1) the companions were not able to perform a cure of wildness/solitariness/desolateness
2) even/also in a cell, Thought was a desert-wanderer


va;hshat : 'A desert, solitude, dreary place; --loneliness, solitariness, dreariness; --sadness, grief, care; --wildness, fierceness, ferocity, savageness; ... distraction, madness'. (Platts p.1183)

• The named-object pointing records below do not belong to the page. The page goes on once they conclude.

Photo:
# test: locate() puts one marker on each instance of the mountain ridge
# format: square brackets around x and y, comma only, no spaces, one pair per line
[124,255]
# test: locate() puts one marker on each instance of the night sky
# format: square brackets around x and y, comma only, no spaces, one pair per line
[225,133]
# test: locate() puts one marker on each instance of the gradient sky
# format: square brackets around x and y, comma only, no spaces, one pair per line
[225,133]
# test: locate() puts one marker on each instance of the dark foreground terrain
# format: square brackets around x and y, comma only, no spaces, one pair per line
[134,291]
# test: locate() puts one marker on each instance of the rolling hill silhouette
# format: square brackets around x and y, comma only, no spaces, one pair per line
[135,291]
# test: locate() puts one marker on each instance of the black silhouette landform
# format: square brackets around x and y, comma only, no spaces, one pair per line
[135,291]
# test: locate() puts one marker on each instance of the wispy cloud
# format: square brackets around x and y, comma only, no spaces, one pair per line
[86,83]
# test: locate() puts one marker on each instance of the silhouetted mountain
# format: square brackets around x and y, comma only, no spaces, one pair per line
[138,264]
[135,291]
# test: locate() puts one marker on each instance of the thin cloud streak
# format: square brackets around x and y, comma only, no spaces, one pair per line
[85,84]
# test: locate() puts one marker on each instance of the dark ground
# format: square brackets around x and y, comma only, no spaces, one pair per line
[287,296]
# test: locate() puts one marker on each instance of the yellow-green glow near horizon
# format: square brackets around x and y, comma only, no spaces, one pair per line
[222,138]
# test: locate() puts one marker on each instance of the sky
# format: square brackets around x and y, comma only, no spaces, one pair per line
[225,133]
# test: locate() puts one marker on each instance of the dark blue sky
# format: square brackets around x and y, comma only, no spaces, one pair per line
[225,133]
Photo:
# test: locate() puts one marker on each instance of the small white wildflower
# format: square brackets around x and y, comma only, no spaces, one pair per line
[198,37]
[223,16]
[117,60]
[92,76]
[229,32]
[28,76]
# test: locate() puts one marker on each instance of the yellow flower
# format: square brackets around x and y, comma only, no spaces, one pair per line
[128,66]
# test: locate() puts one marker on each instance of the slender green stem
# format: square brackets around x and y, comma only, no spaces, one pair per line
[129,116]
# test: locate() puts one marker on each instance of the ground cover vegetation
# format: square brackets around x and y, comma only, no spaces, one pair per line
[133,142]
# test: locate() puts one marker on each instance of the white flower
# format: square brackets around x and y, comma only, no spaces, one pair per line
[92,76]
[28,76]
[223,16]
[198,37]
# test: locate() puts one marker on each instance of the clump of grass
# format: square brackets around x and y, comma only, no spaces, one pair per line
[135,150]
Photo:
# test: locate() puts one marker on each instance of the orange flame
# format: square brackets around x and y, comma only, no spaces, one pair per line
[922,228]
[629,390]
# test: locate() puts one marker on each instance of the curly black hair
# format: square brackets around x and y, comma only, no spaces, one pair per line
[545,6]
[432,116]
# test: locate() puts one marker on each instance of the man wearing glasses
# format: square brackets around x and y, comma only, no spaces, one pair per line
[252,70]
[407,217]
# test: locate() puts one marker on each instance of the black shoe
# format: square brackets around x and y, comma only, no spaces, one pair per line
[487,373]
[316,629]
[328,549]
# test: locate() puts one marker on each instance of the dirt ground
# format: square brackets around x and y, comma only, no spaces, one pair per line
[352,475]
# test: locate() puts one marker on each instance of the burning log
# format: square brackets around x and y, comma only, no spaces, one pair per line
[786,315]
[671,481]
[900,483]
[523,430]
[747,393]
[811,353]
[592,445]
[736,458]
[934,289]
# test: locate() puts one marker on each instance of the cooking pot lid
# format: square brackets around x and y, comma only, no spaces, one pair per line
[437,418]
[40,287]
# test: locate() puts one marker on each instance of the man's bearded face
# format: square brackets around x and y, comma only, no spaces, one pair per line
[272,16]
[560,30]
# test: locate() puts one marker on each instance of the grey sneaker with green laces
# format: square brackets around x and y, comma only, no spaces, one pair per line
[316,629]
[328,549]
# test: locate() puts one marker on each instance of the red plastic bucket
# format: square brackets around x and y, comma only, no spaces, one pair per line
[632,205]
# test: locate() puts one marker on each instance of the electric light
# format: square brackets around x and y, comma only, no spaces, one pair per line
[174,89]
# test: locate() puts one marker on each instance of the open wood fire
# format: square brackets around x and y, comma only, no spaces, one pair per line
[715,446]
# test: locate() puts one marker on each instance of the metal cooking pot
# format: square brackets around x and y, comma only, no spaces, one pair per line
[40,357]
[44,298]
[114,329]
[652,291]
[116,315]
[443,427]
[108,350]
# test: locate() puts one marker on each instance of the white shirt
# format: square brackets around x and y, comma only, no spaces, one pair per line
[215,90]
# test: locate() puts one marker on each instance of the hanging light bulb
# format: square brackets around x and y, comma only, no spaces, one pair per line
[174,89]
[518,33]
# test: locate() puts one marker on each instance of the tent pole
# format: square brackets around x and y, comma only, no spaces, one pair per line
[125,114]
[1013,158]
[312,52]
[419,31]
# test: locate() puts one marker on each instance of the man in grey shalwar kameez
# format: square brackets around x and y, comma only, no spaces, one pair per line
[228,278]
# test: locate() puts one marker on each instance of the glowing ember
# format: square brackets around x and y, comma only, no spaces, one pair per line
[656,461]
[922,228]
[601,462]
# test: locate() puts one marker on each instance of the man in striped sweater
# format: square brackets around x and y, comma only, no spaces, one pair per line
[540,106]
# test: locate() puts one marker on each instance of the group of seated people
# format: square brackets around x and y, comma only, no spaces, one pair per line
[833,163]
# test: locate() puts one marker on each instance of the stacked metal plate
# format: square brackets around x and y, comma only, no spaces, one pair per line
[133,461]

That is, I was confined in a cell, but my thought was in the desert. Imprisonment brought no remedy for madness. (8)

== Nazm page 8


Urdu text: Vajid 1902 {7}

Bekhud Dihlavi:

The rule is that they imprison the insane man in a madhouse in order to cure his madness. Mirza Sahib says, 'Friends and acquaintances couldn't at all cure my madness. In order to keep me away from wildness and madness, they had imprisoned me. But even in a prison-house, my thought remained a desert-wanderer-- just the way I myself, before being imprisoned, used to wander around in a state of madness in the wilderness.' (19)


Compare {92,1}. (220)


DESERT: {3,1}

The lover's solicitous friends have become concerned about his increasingly erratic behavior. Finally they've found it necessary, for his own sake, to have him imprisoned-- so he won't be a danger to himself or others, no doubt. They visit him in his madman's cell; they try to restore his sanity, but always fail. Even the presence of companions can't relieve his solitude. Even the confinement of his body can't stop his thought from going off wandering in the desert.

The multifarious meanings of va;hshat (see the definition above), all of them appropriate here, are at the heart of the verse. In some ways, a cell is indeed like a desert. Companions don't really exist, they are shadows or irrelevant distractions. The mind can roam freely in a cell, uncontrolled by the imperatives and pressures of the outside world-- just the way the body can roam freely in a desert.

The man of such 'wildness' may or may not be a madman; his friends might think so, but there's nothing in the verse to compel that reading. All we know is that he's obsessively given to 'desert-wandering', but that may be a sign of his 'wildness' in the sense of 'solitariness' or 'sadness' or 'desolateness', rather than of actual madness.

And then-- in this verse, who's speaking? It ought surely to be the lover. If so, the lover appears to be a detached observer-- someone who sounds both well-informed and quite sane. Does the lover's 'madness' exist only in the eye of the beholders? In our Lit Hum class this past semester we read the book of Job, and this verse makes me think of the relationship of Job and his 'comforters'.